The exit of Great Britain (Brexit) from the European Union has less to do with anger at a ponderous bureaucracy run by non-elected commissioners who set insufferable pan-European rules and regulations than it does with nationalism. There is a feeling in Britain that its sovereignty is being threatened by a supra-national authority and that its culture is being eroded by the massive influx of foreigners and refugees.
Great Britain, like France, China, and Russia has an imperial history which has influenced art, culture, politics, and civil society for over a thousand years. It was unmatched in global reach, military power, maritime supremacy, and universally admired for the intellectual achievements of philosophers, scientists, and poets. There is a cultural ethos to Great Britain as there is in other historically powerful countries. There are certain traditions – independence, sovereignty, justice, fair play, and enterprise – which continue in modern Britain. It is not simply a country defined as all others by a pluralistic mix of ethnicities, races, and religions; certainly not a European country with distinct historical and cultural roots, but a unique country, one with a shared ethos.
While it is certainly true that the Leave voters were predominantly older ethnic Britons with a clear recent memory of Britain’s heralded past; and that those who voted Remain were Pakistanis, Bangladeshis, and Jamaicans; such divisions cannot change the momentous vote for nationalism.
The United States has become more overtly nationalistic than ever. Donald Trump speaks for tens of millions of Americans who feel their traditional culture – Christian, fundamentalist, socially conservative, patriotic, entrepreneurial, and English-speaking – is being taken over by unwelcome newcomers. Despite our long history of immigration and polyglot society, there is something ‘American’ about the country. As a relatively young country none of us are far removed from Western expansionism, virile industrialism, frontier justice, and farm family values. The Declaration of Independence, the Constitution, and the Bill of Rights are living documents – often distorted and misinterpreted, but still revered as statements of national identity, purpose, and character.

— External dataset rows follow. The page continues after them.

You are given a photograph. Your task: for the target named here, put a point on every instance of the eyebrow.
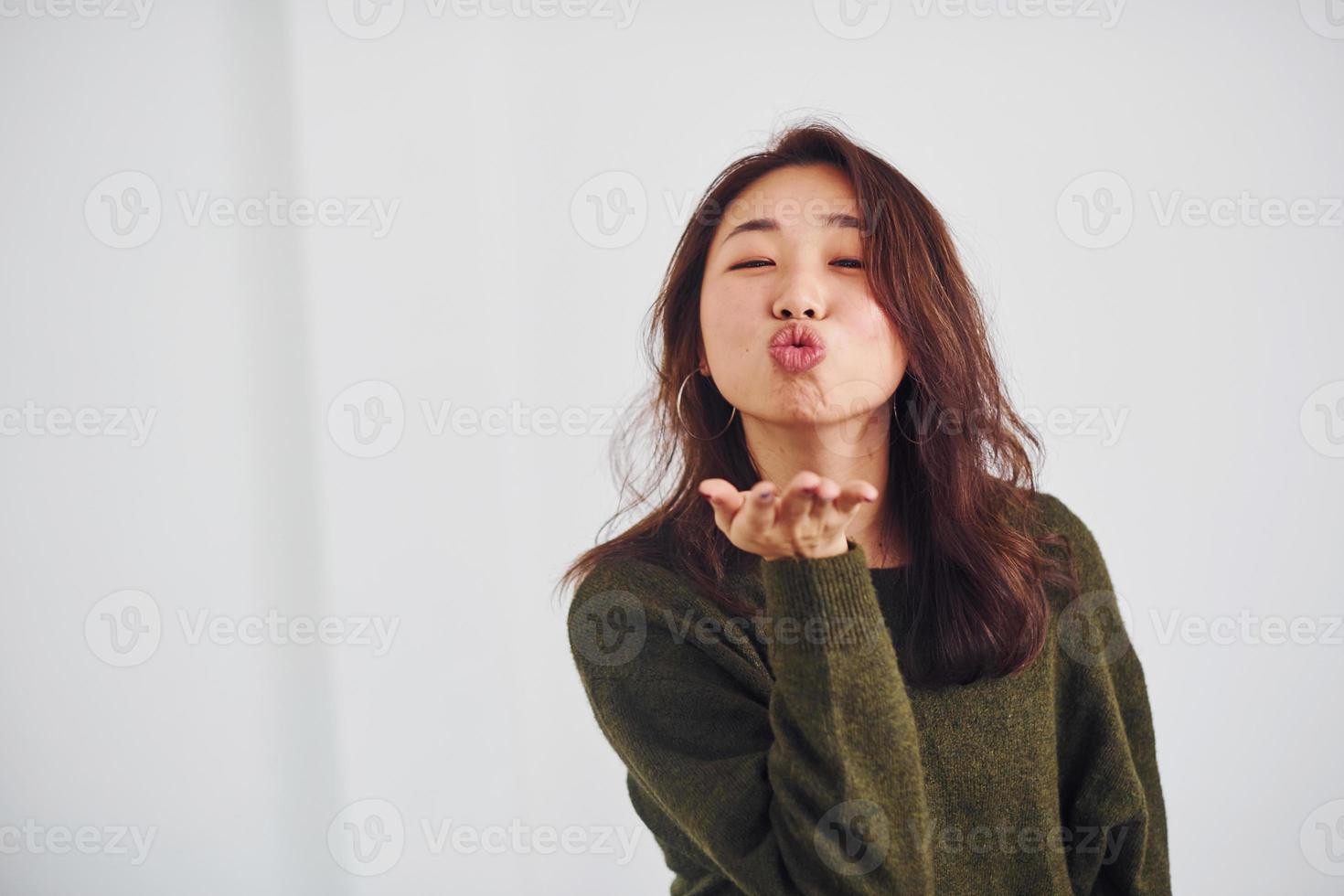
(839, 219)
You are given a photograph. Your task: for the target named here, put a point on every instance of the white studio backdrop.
(297, 295)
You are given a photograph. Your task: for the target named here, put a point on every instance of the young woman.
(855, 650)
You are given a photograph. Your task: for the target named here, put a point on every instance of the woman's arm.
(817, 789)
(1109, 755)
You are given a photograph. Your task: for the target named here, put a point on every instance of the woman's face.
(780, 257)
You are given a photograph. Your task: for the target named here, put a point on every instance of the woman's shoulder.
(1057, 517)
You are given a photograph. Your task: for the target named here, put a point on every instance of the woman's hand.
(808, 520)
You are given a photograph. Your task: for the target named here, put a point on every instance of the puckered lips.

The current angry nationalism has more to do with the aggressiveness of advocates of ‘diversity’ and ‘inclusivity’. It is not that Americans do not welcome foreigners or reject any but white bread culture. It is just that diversity, separatism, and ethnic, racial and gender identity have been militantly forced on a conservative, traditional base. Suddenly the Danes and the Dutch, traditionally the most tolerant and welcoming countries of Europe, are shocked by the cultural disruption provoked by massive refugee immigration, Muslim terrorism and Islamic militancy. Enough is enough, they say. We are all for pluralism but at a pace which ensures full assimilation into traditional culture.
The Trump and Brexit phenomena are not one-off events. Resurgent nationalism is here to stay. There must be years if not decades of social and political realignment before any resolution can come about. The EU is sure to disband and reorganize by nation, each of which will be more demanding and insistent on cultural hegemony and full social integration of all residents and newcomers. The nationalism sparked by Donald Trump will not go away if Hillary Clinton is elected. Her presidency will only be a bump in the road; but if she is not careful, her progressive policies will harden the resolve of those who opposed her and ensure a conservative victory in four years.
The world is now very, very different than it was five years ago before Russian imperialism, the Arab Spring, ISIS, the rise of the Far Right and Brexit. Nationalism is back, and the next president better get in step quickly and surely.